Como você orienta empresários que têm lucros acumulados, mas ainda não distribuídos, em relação à ata e ao registro?
A recomendação é elaborar uma ata detalhada aprovando os lucros acumulados até 2025, registrar o documento quando necessário e manter toda a documentação suporte organizada, incluindo balanço, demonstrações e cálculos. Essa formalização é essencial para comprovar a origem dos valores e garantir segurança jurídica na distribuição dos lucros.
Quais são os principais riscos para empresas familiares, que são maioria no estado, caso deixem de registrar corretamente os lucros de 2025?
Há risco direto de tributação indevida a partir de 2026, porque a Receita poderá entender que não havia disponibilidade do lucro antes da mudança e que a distribuição posterior está sujeita à nova regra.
Em empresas familiares, onde as retiradas são frequentes e muitas vezes informais, isso pode significar imposto a pagar sobre valores que eram originalmente isentos.
O Tocantins tem muitas empresas do agronegócio e do comércio. Esses setores devem sentir o impacto fiscal de forma diferente?
Sim. O comércio costuma ter margens menores, mas distribuições elevadas, podendo ultrapassar o limite mensal, enquanto o agronegócio — especialmente agroindústrias, frigoríficos e comercializadoras — geralmente apresenta resultados maiores e maior dependência da distribuição de lucros como forma de remuneração.
Ambos sentirão impacto, mas o agro tende a sofrer mais pela concentração de capital e pelo volume de lucros distribuídos.
Temos que considerar também que setores ligados ao agro geralmente operam com ciclos financeiros mais longos, o que aumenta a sensibilidade a mudanças tributárias. Com isso, qualquer restrição na distribuição de lucros pode afetar diretamente o planejamento e a liquidez dessas empresas.
Qual o pior cenário para quem não regularizar a aprovação dos lucros em ata neste ano?
O pior cenário é que lucros antigos sejam tratados como lucros novos, entrando automaticamente na regra de tributação de 10%.
Ou seja, valores que seriam 100% isentos podem virar base de cálculo para imposto. Isso abriria espaço para autuações, multas e cobrança retroativa, caso a Receita entenda que não houve comprovação adequada da disponibilidade dos lucros até 2025.
Como o empresário tocantinense pode se preparar para evitar prejuízos com as novas regras entre 2026 e 2029?
É importante revisar a estrutura societária, especialmente em empresas familiares, avaliando a necessidade de holdings ou reorganizações para distribuir renda entre sócios de forma eficiente.
Também é essencial planejar a distribuição de lucros, simulando mensalmente o limite de R$ 50 mil e evitando retiradas aleatórias que possam gerar tributação inesperada. Outro ponto é ajustar a proporção entre pró-labore e dividendos, buscando o equilíbrio entre custo previdenciário e economia tributária.
Além disso, é fundamental segregar os lucros apurados até 2025, aprovando-os formalmente em ata e registrando-os em conta contábil própria para preservar a isenção. É necessário ainda reforçar a governança contábil, com balanços atualizados, atas bem redigidas e controle documental, reduzindo riscos de autuação.

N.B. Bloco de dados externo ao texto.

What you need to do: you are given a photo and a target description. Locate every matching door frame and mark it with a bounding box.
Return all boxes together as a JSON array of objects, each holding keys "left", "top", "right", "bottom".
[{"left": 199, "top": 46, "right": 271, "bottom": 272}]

Por fim, projetar cenários para 2029 é indispensável, já que a regra dos R$ 600 mil anuais poderá gerar imposto extra mesmo para quem recebe menos de R$ 50 mil por mês.

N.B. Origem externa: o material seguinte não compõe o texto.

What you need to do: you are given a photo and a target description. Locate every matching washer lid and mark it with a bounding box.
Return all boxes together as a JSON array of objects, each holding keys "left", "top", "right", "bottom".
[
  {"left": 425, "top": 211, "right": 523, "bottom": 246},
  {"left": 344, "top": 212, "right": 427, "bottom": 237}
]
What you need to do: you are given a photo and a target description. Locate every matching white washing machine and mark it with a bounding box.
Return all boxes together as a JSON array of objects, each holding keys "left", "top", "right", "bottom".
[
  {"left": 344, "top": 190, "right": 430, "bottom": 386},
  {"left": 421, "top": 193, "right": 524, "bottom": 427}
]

Em resumo, preparar-se desde agora permite atravessar a transição com segurança, enquanto a falta de planejamento pode transformar lucros isentos em valores tributados. O empresário precisa compreender que a transição não se resume ao limite mensal de R$ 50 mil, mas envolve uma nova lógica de tributação sobre renda ao longo dos próximos anos.
Deseja acrescentar algo a mais na entrevista?
Sim. A Lei 15.270 traz mudanças relevantes e, como toda transição, exige organização, documentação e planejamento.
Empresas que se anteciparem agora terão economia tributária significativa e segurança jurídica nos próximos anos. As que deixarem para a última hora podem pagar imposto desnecessário.
A Receita Federal será extremamente rigorosa na fiscalização dessa transição. Quem estiver bem documentado estará protegido. Quem improvisar, não.